Please believe me when I say that I have not said all of this in any boasting manner. I merely did what most primary care physicians did in those days; it was expected, it was the right thing to do and it was only one part of our total responsibility to our patients. I am simply pointing out the fact that it will be one more cost saving measure that should once again become part of the American medical scene. When I graduated from medical school on June 10, 1961 I raised my right hand and took the Oath of HIPPOCRATES. It reads in part, “Into whatever houses I enter, I will go into them for the benefit of the sick, and will abstain from every voluntary act of mischief and corruption.” The house call was not a badge of courage it was merely a sign of commitment; a promise kept.

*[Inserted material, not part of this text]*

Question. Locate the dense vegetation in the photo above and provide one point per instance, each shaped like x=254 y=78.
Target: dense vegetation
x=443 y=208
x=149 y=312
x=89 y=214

A hands on approach will spare many people from making costly and unnecessary visits to the ER. When a physician cannot decide over the phone as to the need for a patient’s hospitalization he or she must see and examine the patient. When that patient is too weak or ill to come to the office (such as my terminally ill relative), but they are not in need of immediate hospitalization, the physician should see them in their home. Currently many medical communities have physicians known as “hospitalists” who staff the general hospital and obviate the need for the private physician to make daily hospital rounds. It may come to the point where we will need a special breed of physicians who only make house calls and nursing home rounds. Be that as it may, it will be one more vital step, a patient friendly way, to reduce the rising cost of medical care.